Our organization is an MSSP, not a client. We provide the license about our client base. We manage multiple clients through the MSSP portal. We also manage and resell. We provide this license for SentinelOne Singularity Cloud Security and also we manage. There are 8 to 10,000 agents installed on our client side. We manage around 20 to 30 clients, and there are 8 to 10,000 endpoints installed with SentinelOne Singularity Cloud Security on the client side.
What was our ROI?
Overall, I give it a 10 out of 10 because SentinelOne Singularity Cloud Security is the best for me. We have used multiple types of EDR, but SentinelOne Singularity Cloud Security provides the best features for our organization and client organization to safely do any activity or go to internet sites, which is why we can give 10 out of 10.
What's my experience with pricing, setup cost, and licensing?
The pricing is basically not very low and very high. It is in the middle range for easy buying for any small organization and big organization. According to me, it is the best price for the EDR. We can check multiple types of EDR, and their prices are so high, but SentinelOne Singularity Cloud Security is not. SentinelOne Singularity Cloud Security is not lesser and not more. It is in the middle range of price.

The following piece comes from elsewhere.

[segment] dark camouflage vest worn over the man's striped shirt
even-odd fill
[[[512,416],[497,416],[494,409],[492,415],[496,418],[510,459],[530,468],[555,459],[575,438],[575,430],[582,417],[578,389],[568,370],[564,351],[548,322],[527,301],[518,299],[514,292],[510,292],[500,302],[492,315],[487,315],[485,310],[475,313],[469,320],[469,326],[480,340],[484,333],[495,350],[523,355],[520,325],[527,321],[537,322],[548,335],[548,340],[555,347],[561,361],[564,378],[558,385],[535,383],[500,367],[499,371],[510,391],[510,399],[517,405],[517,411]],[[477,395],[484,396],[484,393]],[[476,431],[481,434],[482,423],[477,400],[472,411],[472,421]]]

Which other solutions did I evaluate?
SentinelOne Singularity Cloud Security has multiple types of policies. One of them is the offensive security. There are also behavioral policies and static AI policies and suspicious policies. There are 10 to 11 types of policies. Anything that triggers the alerts belongs to these policies, which happen through behavioral analysis and offensive security analysis. There are multiple types of policies. Any alert triggered in SentinelOne Singularity Cloud Security comes with the help of these policies.

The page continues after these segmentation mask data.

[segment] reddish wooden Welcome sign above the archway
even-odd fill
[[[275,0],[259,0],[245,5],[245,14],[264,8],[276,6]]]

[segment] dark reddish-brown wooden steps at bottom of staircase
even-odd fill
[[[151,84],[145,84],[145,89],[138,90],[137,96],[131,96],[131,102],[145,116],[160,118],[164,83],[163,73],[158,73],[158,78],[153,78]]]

What other advice do I have?
I have been using this solution overall in my career for the last two years.
There is an AI-based feature. You can create any use case according to our side. Many organizations are not using RDP tools such as AnyDesk or TeamViewer. Most organizations do not allow these features. At that time, the AI gives you the most types of generated codes. With the help of this code, you can create according to your side for creating any custom rules to keep your organization and clients secure.
I give this solution a 10 out of 10 rating.